Top Republicans think Bush has an approval rating of about 44 percent among likely voters - just a few points below where he needs to be for the GOP to keep control of the House and Senate. Starkly contrasting Bush against Democrats has worked before for the GOP. It's certain to be tried again.

On the other side, Kaine flashed no particular Democratic weapons in his response to Bush. He himself was the Democrats' Halloween mask - a religious, red-state moderate fronting for a party dominated by deep blue.

While Kaine was on television, Senate Minority Leader Harry Reid (Nev.) issued a critique of Bush that suggested that there will be no working together.

"While the president is right to talk about the American addiction to oil, Americans wonder why the president enabled that addiction for the last five years by failing to propose real solutions to lower prices and increase our energy independence," he said.

He also accused Bush of talking a good game on health care, but proposing "solutions that do nothing to reduce health care costs or make us healthier." And, Reid added, "Democrats agree that there's no honor in retreat. But there's no honor in sending our troops to battle without the armor, intelligence and planning they need to keep them safe.

"There's no honor in using the politics of fear to mute democratic debate after his mismanagement of the war and lack of plan for victory put the nation at greater risk."

Reid also said Bush wants people to trust that he's keeping them safe and not breaking the law, "but after his mismanagement of the war, lawless detentions and secret warrantless wiretaps on U.S. citizens, he has broken that trust."
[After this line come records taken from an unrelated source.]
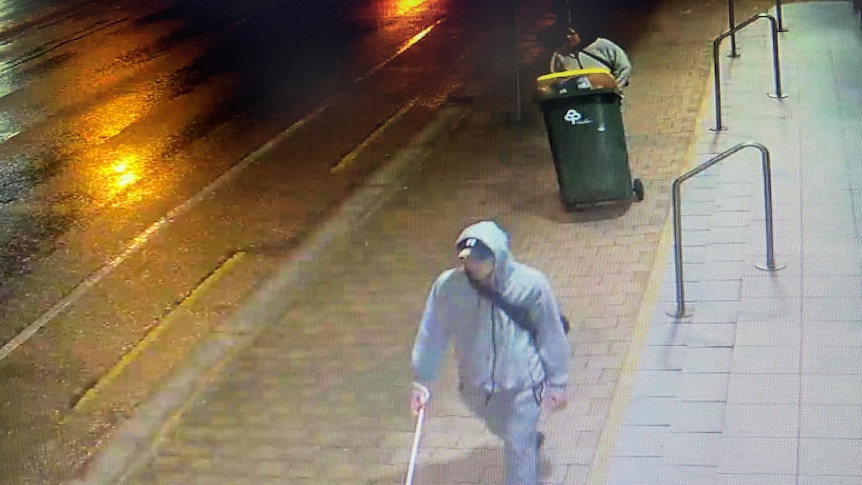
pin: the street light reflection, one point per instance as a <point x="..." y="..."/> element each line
<point x="126" y="176"/>
<point x="401" y="7"/>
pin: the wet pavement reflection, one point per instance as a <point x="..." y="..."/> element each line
<point x="114" y="114"/>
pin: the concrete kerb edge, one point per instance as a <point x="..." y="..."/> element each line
<point x="135" y="440"/>
<point x="599" y="468"/>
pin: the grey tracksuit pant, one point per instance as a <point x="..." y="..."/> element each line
<point x="513" y="416"/>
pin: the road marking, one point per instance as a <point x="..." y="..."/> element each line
<point x="156" y="332"/>
<point x="186" y="206"/>
<point x="351" y="157"/>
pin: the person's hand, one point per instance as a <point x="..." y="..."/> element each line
<point x="419" y="397"/>
<point x="555" y="399"/>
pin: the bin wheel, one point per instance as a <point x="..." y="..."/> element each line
<point x="638" y="188"/>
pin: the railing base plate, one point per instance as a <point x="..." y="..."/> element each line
<point x="675" y="314"/>
<point x="776" y="267"/>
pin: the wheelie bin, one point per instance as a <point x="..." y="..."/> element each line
<point x="582" y="116"/>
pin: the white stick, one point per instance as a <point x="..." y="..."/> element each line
<point x="416" y="436"/>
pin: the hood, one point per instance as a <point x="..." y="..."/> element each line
<point x="498" y="241"/>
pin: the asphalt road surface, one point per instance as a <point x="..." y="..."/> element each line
<point x="149" y="148"/>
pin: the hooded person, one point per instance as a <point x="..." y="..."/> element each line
<point x="584" y="50"/>
<point x="509" y="367"/>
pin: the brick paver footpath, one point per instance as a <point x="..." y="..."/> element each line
<point x="319" y="394"/>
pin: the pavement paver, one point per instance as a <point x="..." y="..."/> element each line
<point x="790" y="409"/>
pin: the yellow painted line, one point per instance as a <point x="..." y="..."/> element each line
<point x="622" y="394"/>
<point x="351" y="157"/>
<point x="156" y="332"/>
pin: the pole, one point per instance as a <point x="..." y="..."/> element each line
<point x="776" y="64"/>
<point x="716" y="74"/>
<point x="677" y="249"/>
<point x="778" y="14"/>
<point x="731" y="16"/>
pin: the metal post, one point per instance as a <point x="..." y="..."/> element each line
<point x="767" y="208"/>
<point x="778" y="14"/>
<point x="716" y="74"/>
<point x="677" y="250"/>
<point x="732" y="22"/>
<point x="776" y="65"/>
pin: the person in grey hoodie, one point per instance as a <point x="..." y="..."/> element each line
<point x="508" y="368"/>
<point x="583" y="50"/>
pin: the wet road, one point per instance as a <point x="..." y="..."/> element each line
<point x="131" y="168"/>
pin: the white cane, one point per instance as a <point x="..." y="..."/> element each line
<point x="417" y="435"/>
<point x="411" y="467"/>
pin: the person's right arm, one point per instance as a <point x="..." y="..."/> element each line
<point x="431" y="341"/>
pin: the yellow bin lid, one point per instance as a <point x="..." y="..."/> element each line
<point x="574" y="72"/>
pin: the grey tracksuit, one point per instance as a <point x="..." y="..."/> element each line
<point x="502" y="366"/>
<point x="615" y="57"/>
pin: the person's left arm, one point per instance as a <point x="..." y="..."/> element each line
<point x="552" y="342"/>
<point x="621" y="63"/>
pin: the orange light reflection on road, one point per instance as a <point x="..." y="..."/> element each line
<point x="401" y="7"/>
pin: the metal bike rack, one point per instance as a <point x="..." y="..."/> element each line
<point x="677" y="217"/>
<point x="776" y="66"/>
<point x="731" y="20"/>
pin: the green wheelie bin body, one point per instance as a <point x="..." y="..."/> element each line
<point x="587" y="139"/>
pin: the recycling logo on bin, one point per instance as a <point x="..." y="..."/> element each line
<point x="576" y="118"/>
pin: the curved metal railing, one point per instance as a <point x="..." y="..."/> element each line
<point x="677" y="216"/>
<point x="776" y="66"/>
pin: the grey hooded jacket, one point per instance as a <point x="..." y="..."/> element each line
<point x="492" y="351"/>
<point x="614" y="56"/>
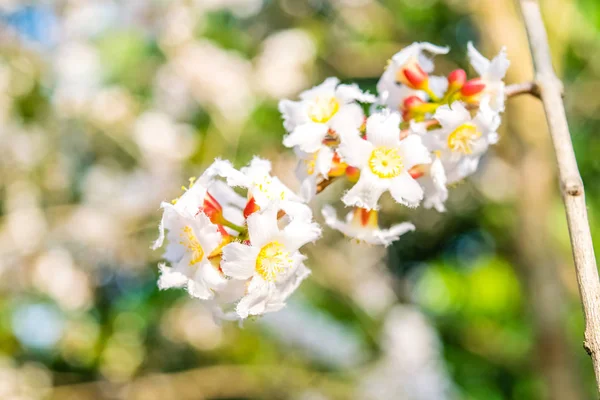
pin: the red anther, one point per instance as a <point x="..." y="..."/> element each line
<point x="251" y="207"/>
<point x="472" y="87"/>
<point x="416" y="172"/>
<point x="222" y="230"/>
<point x="338" y="168"/>
<point x="416" y="77"/>
<point x="412" y="75"/>
<point x="352" y="173"/>
<point x="365" y="217"/>
<point x="211" y="208"/>
<point x="457" y="78"/>
<point x="412" y="101"/>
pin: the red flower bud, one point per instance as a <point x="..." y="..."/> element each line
<point x="251" y="207"/>
<point x="457" y="78"/>
<point x="352" y="173"/>
<point x="416" y="172"/>
<point x="211" y="208"/>
<point x="472" y="87"/>
<point x="412" y="101"/>
<point x="412" y="75"/>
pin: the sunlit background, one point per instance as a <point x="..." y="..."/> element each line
<point x="107" y="107"/>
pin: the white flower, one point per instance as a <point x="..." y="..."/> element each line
<point x="271" y="262"/>
<point x="434" y="187"/>
<point x="191" y="240"/>
<point x="393" y="86"/>
<point x="361" y="224"/>
<point x="462" y="140"/>
<point x="192" y="237"/>
<point x="384" y="161"/>
<point x="327" y="108"/>
<point x="491" y="74"/>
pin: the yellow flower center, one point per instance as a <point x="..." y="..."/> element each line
<point x="462" y="138"/>
<point x="272" y="261"/>
<point x="386" y="162"/>
<point x="266" y="186"/>
<point x="323" y="108"/>
<point x="191" y="243"/>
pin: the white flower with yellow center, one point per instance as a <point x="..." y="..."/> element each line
<point x="271" y="263"/>
<point x="362" y="225"/>
<point x="462" y="139"/>
<point x="392" y="91"/>
<point x="328" y="108"/>
<point x="491" y="73"/>
<point x="384" y="161"/>
<point x="192" y="239"/>
<point x="433" y="182"/>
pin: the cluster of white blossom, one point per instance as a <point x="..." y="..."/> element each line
<point x="241" y="254"/>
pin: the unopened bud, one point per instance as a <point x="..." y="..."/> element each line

There's some slight reason to hope that the parties could agree to double research in the physical sciences over 10 years, train more math and science teachers, create a new bipartisan commission on baby boomer retirement and boost energy research.

More likely, though, we'll see a bidding war in which Democrats charge that Bush is not doing enough or spending enough because his tax cuts are too big. There's actually merit in this criticism and, in a different climate, there'd be bargaining and compromise.

But in this climate - a perpetual war for power - it's hard to see how any of America's big problems get solved. The American people deserve better.